An interactive whiteboard is essentially just a large, touch-sensitive screen. The board is connected, via a standard USB plug, to a computer and a digital projector, which displays the computer's screen image onto the whiteboard. Software enables the computer to be controlled from the whiteboard by a hand or by special pens. Work done on the board can be saved on the computer and emailed, which, over the course of the school year, can mean a significant reduction in paper handouts.

Not surprisingly, the business world quickly took a shine to interactive whiteboards when they were introduced in 1991. Now, educators are beginning to discover what the business community is raving about.

In a July posting on, elementary school teacher Susan Parker wrote that her classroom's interactive whiteboard "brings the information alive" to the students. She noted that "each lesson becomes an interactive one, and students are very motivated to learn."

"The board is very useful to demonstrate and teach editing and rewriting," says Parker, who works in an inner city school with many bilingual students. "There are pens in different colors that allow you to write directly into the Word document you're using and save the editing marks, which is extremely helpful."

One of the board's benefits, Parker adds, is that all students can easily see the images, enabling the lesson to become an engaging group activity. "Instead of crowding around little monitors, the students take turns interacting with the computer," she says. "They also get support from each other. The teacher can use it to demonstrate, then the students can use it to practice, but without feeling like they're put on the spot." Parker uses the interactive whiteboard in class daily, often in conjunction with the Internet, she adds, "in all subjects: reading, literacy, math, writing, science, geography, and social studies."

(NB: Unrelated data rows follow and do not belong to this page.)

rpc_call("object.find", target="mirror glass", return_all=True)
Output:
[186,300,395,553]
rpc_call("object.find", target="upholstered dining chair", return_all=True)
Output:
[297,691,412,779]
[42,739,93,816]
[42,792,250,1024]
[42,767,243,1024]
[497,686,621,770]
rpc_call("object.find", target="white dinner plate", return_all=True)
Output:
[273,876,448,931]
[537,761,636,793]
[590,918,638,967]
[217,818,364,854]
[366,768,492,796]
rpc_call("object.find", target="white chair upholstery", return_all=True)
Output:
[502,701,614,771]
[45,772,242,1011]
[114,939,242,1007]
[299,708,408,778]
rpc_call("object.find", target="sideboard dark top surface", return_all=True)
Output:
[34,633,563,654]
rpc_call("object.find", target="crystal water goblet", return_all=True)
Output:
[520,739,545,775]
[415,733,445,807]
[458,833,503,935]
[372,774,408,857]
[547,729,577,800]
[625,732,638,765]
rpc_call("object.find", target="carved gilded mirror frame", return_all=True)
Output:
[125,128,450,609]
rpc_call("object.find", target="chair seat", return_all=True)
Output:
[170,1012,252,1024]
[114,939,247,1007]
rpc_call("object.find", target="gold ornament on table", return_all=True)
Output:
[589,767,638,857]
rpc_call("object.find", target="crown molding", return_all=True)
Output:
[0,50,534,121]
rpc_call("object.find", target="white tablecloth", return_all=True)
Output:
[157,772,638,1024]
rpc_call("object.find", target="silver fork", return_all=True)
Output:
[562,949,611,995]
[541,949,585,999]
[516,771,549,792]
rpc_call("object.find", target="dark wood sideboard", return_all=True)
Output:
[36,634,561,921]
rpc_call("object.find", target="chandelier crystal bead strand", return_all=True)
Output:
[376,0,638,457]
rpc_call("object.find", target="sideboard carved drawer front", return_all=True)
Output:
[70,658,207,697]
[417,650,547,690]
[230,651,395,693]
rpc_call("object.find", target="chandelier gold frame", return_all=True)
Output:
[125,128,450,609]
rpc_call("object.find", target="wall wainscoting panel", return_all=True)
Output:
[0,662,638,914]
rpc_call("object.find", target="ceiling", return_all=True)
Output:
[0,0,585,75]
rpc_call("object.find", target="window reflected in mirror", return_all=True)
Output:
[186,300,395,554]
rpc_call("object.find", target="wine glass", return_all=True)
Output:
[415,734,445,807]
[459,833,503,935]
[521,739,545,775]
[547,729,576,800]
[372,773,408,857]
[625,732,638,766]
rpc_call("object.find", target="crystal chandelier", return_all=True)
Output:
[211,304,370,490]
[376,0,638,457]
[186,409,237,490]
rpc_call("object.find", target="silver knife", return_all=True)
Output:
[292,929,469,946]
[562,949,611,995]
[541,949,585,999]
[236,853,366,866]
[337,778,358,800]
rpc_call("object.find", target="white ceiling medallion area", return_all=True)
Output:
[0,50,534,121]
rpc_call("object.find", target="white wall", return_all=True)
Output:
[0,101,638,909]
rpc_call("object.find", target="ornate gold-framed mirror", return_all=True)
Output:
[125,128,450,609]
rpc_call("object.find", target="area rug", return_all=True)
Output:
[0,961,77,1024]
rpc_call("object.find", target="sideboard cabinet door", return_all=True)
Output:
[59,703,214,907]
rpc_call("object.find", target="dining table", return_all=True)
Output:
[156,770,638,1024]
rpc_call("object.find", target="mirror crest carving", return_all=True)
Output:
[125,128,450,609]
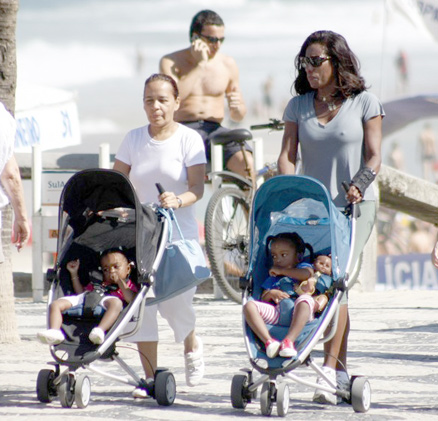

The companies that make and install interactive whiteboards usually offer tutorials on their Web sites, or provide onsite training for a fee. But most educators agree that they're easy to learn, and simple to operate. Becoming tech savvy has rarely been this easy.

What It Requires
Cost: Typically, $600-$2,000. Manufacturers of interactive whiteboards include Hitachi, InterWrite, Mimio, Panasonic, Promethean, and Smart Technologies.

Time to Set Up: Installation of the whiteboard and related software is done by the manufacturer or your school's IT staff. It should take 2-3 hours.